Selecting a set of highly discriminant genes for biological samples is an important task for designing highly efficient classifiers using DNA microarray data. The wavelet transform is a very common tool in signal processing applications, but its potential in the analysis of microarray gene expression data is yet to be explored fully.
In this thesis, a simple wavelet based feature selection method is presented that assigns scores to genes for differentiating samples between two classes.
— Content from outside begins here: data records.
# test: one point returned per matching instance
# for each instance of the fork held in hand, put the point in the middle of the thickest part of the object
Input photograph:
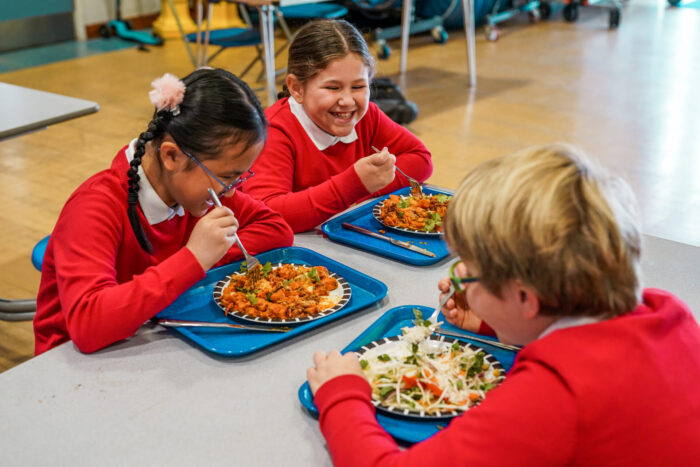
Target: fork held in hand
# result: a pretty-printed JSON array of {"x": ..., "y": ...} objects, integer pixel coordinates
[
  {"x": 416, "y": 189},
  {"x": 252, "y": 263}
]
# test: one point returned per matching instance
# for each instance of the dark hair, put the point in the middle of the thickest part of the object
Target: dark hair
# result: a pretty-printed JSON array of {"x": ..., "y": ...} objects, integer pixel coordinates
[
  {"x": 318, "y": 43},
  {"x": 217, "y": 109}
]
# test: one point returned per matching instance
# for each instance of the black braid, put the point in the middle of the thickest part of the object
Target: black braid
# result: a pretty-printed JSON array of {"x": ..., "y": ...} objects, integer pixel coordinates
[{"x": 154, "y": 128}]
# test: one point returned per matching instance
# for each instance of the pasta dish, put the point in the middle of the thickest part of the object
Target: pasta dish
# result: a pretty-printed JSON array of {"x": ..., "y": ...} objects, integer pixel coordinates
[
  {"x": 283, "y": 292},
  {"x": 424, "y": 214}
]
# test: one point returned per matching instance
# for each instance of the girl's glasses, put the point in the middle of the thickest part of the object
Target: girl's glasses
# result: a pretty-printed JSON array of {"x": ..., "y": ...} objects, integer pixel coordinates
[
  {"x": 458, "y": 281},
  {"x": 228, "y": 187}
]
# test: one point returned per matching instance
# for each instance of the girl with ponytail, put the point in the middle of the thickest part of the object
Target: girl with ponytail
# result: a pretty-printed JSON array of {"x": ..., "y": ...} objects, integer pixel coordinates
[
  {"x": 320, "y": 157},
  {"x": 134, "y": 237}
]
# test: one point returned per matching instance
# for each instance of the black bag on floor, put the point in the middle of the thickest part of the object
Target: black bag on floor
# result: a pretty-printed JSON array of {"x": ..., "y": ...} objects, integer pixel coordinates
[{"x": 390, "y": 99}]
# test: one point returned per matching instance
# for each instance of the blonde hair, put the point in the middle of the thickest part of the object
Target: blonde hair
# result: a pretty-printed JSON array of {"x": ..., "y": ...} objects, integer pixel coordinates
[{"x": 550, "y": 217}]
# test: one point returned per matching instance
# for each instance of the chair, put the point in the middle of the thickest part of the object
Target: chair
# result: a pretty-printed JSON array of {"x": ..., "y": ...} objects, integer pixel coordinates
[
  {"x": 25, "y": 309},
  {"x": 223, "y": 38},
  {"x": 226, "y": 38},
  {"x": 536, "y": 10},
  {"x": 381, "y": 11},
  {"x": 570, "y": 11},
  {"x": 308, "y": 12}
]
The term ‘gene expression signal’ is used to refer to the gene expression levels across a set of pre-grouped samples. The expression signal is decomposed using several levels of the wavelet transform. The scoring method is based on the observation that the third level 1-D wavelet approximation of a gene expression signal captures the differential expression levels of the gene between two classes. The genes with the highest scores are selected to form a feature set to be used for sample classification. The method was implemented using MATLAB®. Experiments based on three real microarray gene expression datasets were carried out to examine the efficiency of the method. The classification performance of the method was compared to two standard filter based methods: the t-test and BSS/WSS methods using the 3-Nearest Neighbor Classifier. The results show that the wavelet-based method performs at least as well as the sum of squares and the wavelet based method in classifying cancer samples.
The results demonstrate that 1-D wavelet analysis can be a useful tool for studying gene expression patterns across pre-grouped samples.